Clifton-Western Bays Waterkeeper organization launched as part of fast-growing international clean water initiative
The full extent of the damage caused to Clifton Bay by frequent oil spills and other forms of environmental degradation may soon be made clear, as international experts are working with concerned locals on water quality issues in this ecologically significant area.
The effort is being spearheaded by fast-growing local social and environmental advocacy group Save The Bays, in conjunction with the global Waterkeeper Alliance, a leading non-government organization (NGO) which coordinates more than 200 stewards of the marine environment, or Waterkeepers, who are assigned to rivers, bays, lakes and coastal areas around the world.

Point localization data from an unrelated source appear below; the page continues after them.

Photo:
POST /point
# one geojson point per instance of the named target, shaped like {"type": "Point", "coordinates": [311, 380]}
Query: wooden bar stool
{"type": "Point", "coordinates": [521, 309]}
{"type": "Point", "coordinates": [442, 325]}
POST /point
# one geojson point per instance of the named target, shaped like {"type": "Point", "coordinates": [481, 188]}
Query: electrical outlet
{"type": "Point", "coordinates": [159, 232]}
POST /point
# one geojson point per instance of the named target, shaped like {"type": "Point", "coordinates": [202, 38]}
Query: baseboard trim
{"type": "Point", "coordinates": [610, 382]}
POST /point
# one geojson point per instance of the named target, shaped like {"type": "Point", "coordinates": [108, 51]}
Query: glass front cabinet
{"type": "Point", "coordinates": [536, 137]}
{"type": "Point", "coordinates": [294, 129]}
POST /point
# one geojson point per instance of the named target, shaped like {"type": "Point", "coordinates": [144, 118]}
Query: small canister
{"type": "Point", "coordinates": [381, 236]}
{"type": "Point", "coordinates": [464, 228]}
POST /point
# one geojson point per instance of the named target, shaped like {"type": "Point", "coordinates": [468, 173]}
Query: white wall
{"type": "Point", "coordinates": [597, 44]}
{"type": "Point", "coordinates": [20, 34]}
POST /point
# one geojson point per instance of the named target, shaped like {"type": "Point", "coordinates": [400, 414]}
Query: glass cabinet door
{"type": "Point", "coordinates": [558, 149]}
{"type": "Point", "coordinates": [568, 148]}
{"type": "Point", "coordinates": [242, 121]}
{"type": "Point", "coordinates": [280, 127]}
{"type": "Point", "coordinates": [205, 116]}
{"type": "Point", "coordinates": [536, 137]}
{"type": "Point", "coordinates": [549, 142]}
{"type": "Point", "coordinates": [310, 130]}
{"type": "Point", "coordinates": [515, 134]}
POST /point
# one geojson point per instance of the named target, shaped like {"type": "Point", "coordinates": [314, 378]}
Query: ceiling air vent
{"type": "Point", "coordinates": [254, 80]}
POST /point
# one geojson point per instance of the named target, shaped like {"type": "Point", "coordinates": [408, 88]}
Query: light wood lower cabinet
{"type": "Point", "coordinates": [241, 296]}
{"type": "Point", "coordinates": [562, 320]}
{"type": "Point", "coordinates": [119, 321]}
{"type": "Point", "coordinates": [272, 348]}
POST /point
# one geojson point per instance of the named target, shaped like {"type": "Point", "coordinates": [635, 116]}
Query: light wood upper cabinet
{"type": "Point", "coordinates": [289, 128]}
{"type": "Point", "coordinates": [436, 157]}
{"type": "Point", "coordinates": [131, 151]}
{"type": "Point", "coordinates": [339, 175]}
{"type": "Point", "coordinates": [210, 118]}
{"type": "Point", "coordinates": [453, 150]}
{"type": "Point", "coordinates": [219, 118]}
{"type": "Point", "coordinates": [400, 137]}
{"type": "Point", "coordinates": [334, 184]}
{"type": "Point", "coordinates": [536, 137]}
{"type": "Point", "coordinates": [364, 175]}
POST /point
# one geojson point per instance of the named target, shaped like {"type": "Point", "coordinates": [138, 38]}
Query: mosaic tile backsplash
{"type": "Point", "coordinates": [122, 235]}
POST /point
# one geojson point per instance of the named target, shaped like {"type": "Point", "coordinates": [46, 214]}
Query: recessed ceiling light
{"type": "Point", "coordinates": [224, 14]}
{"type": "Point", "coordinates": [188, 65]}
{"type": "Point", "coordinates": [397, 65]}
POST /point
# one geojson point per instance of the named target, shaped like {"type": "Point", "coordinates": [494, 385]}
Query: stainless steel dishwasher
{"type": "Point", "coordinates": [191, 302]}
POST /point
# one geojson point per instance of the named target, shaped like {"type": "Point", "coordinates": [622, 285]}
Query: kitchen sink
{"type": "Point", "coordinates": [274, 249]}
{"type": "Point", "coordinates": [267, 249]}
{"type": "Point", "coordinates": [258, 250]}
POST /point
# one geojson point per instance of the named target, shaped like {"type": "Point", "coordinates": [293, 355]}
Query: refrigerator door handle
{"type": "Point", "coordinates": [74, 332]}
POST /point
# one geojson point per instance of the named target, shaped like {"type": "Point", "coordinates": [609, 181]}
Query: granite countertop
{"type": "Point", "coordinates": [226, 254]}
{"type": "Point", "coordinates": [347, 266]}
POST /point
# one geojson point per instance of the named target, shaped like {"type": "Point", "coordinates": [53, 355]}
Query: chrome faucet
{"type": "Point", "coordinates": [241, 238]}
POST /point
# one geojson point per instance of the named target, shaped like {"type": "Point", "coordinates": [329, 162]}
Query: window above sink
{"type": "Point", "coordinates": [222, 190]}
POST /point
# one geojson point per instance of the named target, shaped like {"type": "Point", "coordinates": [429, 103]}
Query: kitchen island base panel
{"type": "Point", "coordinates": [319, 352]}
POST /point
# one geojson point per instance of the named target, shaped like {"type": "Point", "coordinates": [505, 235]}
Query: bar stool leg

“Our waters define us. They are our source of industry and prosperity, the source of life itself in this beautiful country,” said Save The Bays director and proposed Bahamas Waterkeeper Joseph Darville. “We are committed to doing all we can to protect our seas, and the wondrous diversity of life they sustain, both for their inherent value, and for the benefit of future generations of Bahamians.
“There can be no better partner in this effort that the Waterkeeper Alliance, which stands behind every Waterkeeper in the world as they fight for their community’s right to clean water, supporting them with scientific research, strategic planning, and vital training.”
Darville said that while he has been nominated to be the official country representative for Waterkeepers, getting a Waterkeeper organization operational in the Clifton and Western Bays area will represent a huge step forward in the effort to protect and preserve the waters of The Bahamas.
“Clifton Bay is so important to the population of New Providence,” he said. “It has been a prime fishing ground for generations and is home to the island’s most significant reef system. The nearby mangrove forests are spawning grounds for countless species of marine life, which populate the bay and the surrounding areas, supporting our fishing industry and creating the conditions for countless economic opportunities for Bahamians.
“For years, this vital marine habitat has been under siege from oil spills and systematic toxic leakages from the industrial complex and power plant at the southwestern end of the bay. The government has failed in its duty to investigate this travesty, and as a result the offenders remain unidentified and there is no record of the extent of damage.”
Once operational, the Clifton-Western Bays Waterkeeper’s job will be to make up for the government’s failure in this regard, working to identify the level and nature of toxins present in the area. The studies are also expected to reveal the impact of other pressures on the bay, for example the unauthorized construction works undertaken at nearby Nygard Cay, which environmentalists claim have interrupted the natural flow of sand and damaged important reef systems.
During a recent visit by a group international environmental experts – many of them Waterkeepers – The Bahamas was warned of the grave effects the kind of pollution seen at Clifton could have on fishing stocks as well as the tourism industry.
“Contamination of water can come from many different places, and very often it is difficult to see where that contamination is coming from,” said Rachel Silverstein, the Waterkeeper for Biscayne Bay, Florida. “But in the case can see very clearly where this oil is originating, it is very point-sourced pollution and they should take action very quickly to clean it up and to stop the leaks in order to protect the marine environment, the clean water economy of The Bahamas, and the livelihood of the people who live in and around Clifton Bay.”
Marydele Donnelly, director of international policy for the Sea Turtle Conservancy, said: “The oil on the water was appalling and I can’t imagine what it must be doing to the marine resources, here. It’s been an ongoing problem. The power plant is filthy and here it is in one of The Bahamas most important cultural sites at the Clifton Bay Heritage Park.”
Alex Matthiessen, CEO of the Blue Marble Project, said: “The idea of having open oil spills in an area as beautiful as The Bahamas, that relies so heavily on tourism, on clean water, on clean beaches, on all kinds of recreational activities – the two just don’t mix.
“I guarantee you if there is too much of that kind of flagrant environmental pollution down here, you are going to start to lose foreign tourists and that’s the foundation of the Bahamian economy.”